HANİ Almanya’da, Deutsche Telekom’un “dijital bir şehir yaratma” projesini yazmış ve Türkiye’de benzer bir uygulamanın Türk Telekom veya Turkcell tarafından üstlenilmesini önermiştim ya...
Hoş bir tesadüf oldu. Geçen hafta başında aynı hedefe yönelik bir çalışmanın tanıtımı yapıldı İzmir’de.
O yazı ve bu toplantı üst üste gelince, Turkcell’den aradılar ve Genel Müdür Yardımcısı Ekrem Yener’le beni Efes Oteli’nde buluşturdular.
Ekrem Bey ile “ne konuştuğumuzu” yazmadan, Sampaş adlı şirketin öncülüğünde, çok sayıda “teknoloji, operasyon ve çözüm ortağı” ile beraber oluşturulan; “Akıllı Kentler Platformu” hakkında birkaç cümle aktarayım.

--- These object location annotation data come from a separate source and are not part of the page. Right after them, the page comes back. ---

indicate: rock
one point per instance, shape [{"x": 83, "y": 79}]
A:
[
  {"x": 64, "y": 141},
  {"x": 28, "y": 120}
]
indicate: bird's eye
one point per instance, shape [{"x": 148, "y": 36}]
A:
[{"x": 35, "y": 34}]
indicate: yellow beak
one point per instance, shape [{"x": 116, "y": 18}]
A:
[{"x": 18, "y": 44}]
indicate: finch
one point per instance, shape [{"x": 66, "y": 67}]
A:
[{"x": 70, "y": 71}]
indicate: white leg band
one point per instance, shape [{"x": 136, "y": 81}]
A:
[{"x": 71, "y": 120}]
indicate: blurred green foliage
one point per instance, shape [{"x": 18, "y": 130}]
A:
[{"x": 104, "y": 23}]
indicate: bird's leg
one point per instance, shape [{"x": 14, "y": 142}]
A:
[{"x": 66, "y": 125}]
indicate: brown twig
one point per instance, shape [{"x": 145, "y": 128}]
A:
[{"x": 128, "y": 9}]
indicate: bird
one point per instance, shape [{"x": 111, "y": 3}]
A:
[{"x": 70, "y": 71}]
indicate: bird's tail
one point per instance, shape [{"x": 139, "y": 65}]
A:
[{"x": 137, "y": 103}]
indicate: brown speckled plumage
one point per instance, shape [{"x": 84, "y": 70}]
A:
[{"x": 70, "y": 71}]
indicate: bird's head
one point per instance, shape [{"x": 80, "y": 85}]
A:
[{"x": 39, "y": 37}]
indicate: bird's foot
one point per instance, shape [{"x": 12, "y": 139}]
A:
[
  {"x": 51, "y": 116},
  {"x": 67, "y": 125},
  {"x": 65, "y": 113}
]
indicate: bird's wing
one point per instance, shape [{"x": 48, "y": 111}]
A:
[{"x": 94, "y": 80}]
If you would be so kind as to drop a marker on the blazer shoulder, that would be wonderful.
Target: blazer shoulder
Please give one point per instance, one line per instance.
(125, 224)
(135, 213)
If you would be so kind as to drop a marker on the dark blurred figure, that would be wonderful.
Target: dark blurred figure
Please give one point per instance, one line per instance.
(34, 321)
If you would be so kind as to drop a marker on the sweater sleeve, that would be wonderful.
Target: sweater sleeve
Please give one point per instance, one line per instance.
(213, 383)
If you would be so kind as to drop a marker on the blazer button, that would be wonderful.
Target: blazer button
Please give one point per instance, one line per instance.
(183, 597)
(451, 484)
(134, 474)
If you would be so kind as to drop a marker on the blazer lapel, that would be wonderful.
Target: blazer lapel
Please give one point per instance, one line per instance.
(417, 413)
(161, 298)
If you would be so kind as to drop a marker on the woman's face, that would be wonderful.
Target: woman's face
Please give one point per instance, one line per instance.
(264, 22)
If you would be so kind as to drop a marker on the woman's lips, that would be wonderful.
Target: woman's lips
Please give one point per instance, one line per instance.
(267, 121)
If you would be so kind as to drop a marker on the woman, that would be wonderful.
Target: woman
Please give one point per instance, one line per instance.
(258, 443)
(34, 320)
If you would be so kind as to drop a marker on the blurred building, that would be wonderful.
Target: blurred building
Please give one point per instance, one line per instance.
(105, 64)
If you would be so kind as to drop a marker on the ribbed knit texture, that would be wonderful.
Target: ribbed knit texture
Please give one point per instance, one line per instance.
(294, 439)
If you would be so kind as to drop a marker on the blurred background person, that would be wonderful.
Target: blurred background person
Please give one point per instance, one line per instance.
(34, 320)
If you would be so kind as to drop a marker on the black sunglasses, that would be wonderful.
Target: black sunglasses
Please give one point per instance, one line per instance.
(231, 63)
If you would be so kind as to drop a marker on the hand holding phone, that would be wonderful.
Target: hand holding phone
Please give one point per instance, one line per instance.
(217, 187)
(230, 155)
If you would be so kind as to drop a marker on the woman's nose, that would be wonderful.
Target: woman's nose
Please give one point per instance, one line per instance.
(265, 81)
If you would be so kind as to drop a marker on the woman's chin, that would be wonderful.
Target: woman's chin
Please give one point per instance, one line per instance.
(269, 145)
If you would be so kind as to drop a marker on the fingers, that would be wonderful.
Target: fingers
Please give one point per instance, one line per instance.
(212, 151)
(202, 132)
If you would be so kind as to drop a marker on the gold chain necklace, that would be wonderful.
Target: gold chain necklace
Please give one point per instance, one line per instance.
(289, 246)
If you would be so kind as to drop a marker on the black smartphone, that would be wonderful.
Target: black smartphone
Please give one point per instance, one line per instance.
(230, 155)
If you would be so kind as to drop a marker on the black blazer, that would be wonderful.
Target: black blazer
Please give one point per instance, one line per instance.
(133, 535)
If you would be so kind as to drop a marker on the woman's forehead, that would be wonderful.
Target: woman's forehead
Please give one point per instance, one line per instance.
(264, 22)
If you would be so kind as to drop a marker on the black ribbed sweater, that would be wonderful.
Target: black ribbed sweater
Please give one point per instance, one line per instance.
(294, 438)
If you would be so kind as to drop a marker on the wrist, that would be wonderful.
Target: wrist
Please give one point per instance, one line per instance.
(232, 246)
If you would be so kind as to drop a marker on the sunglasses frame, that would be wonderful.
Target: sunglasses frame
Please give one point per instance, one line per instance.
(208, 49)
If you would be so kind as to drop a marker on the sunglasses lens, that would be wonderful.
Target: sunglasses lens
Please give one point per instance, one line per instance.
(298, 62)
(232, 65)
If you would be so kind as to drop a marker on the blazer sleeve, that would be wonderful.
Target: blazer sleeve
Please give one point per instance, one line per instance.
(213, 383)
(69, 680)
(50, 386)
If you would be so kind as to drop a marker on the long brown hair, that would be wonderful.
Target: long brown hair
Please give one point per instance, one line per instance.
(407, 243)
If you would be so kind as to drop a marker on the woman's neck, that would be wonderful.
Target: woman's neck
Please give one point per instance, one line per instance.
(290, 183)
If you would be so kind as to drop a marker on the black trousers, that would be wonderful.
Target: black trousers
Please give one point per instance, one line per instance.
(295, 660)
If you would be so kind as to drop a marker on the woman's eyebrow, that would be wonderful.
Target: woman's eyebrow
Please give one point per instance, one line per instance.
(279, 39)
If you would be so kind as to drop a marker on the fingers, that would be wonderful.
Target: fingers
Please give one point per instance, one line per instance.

Efes Oteli’nin Kongre salonlarında, küçücük örnek bir kent yaratmışlardı. Ve Almanya’daki Friedrichshafen kentinde hayata geçirilen T-City’yi “eksiğinden çok fazlası olan” şekliyle, kurdukları maketlere yansıtmışlardı.
Dijital teknolojinin bütün nimetleri, hem o şehirde yaşayanlar ve iş yapanlar, hem de şehri yönetenler için, atılan her adımda karşınıza çıkıyordu.
Örneğin 20 farklı uygulama varsa, Türkiye’nin bazı yerlerinde, belki birer ikişer uygulanıyor bugün.
Ama sergilenen modelin aynen yaşama geçtiği, hiçbir yer yok.
* * *
Ekrem Yener’le de bunu konuştuk zaten.
Kendisine iki öneride bulundum.
İlki şuydu:
“Maketlerle bu iş olmaz. Gelin kendi T-City’mizi yaratalım. Siz de otel salonları yerine, yarattığınız eseri ete kemiğe bürünmüş haliyle dünyaya tanıtın.”
İkinci ise daha önce İzmir Büyük Şehir Belediyesi’nin kulak arkası ettiği, “İzmir’i sanal çatı altında toplama, İzmir’de yaşayan herkese (izmirliyim.org) uzantılı bir elektronik posta adresi verme ve gerçek demokratik katılımı sağlama” önerisiydi. Ki bu projeyi de, kendilerinin üstlenmesini istedim.
Ekrem Yener’in düşüncelerimi ilgiyle dinlediğini söyleyebilirim.
Belli mi olur...
Bir de bakarsınız, “Haydi yapalım” deyiverir!
En azından, İran bize benzemez!
YILLAR boyu endişeyle tartıştık:
“Türkiye, İran’a benzer mi?”
Madalyonun bir de öbür yüzü var tabii:
“İran, Türkiye’ye benzer mi?”
İlk sorunun yanıtı hâlâ tartışmalı belki.
Fakat ikincisinin yanıtı belli:
“Hayır, benzemez!”
Benzeyecek olsaydı, İran’daki cumhurbaşkanlığı seçiminden bir gün önce Devrim Muhafızları Ordusu’nun verdiği muhtırayı, yalayıp yutmazdı İran’daki ahali.
Tıpkı 12 Eylül sonrası yapılan ilk genel seçim öncesinde Kenan Evren’in açıklaması... Tıpkı 27 Nisan 2007’de Yaşar Büyükanıt’ın yayınladığı e -muhtıra, halktan hangi cevabı aldı ise... İran’da o haltı yiyenler de, katır tepmişten beter duruma düşerdi!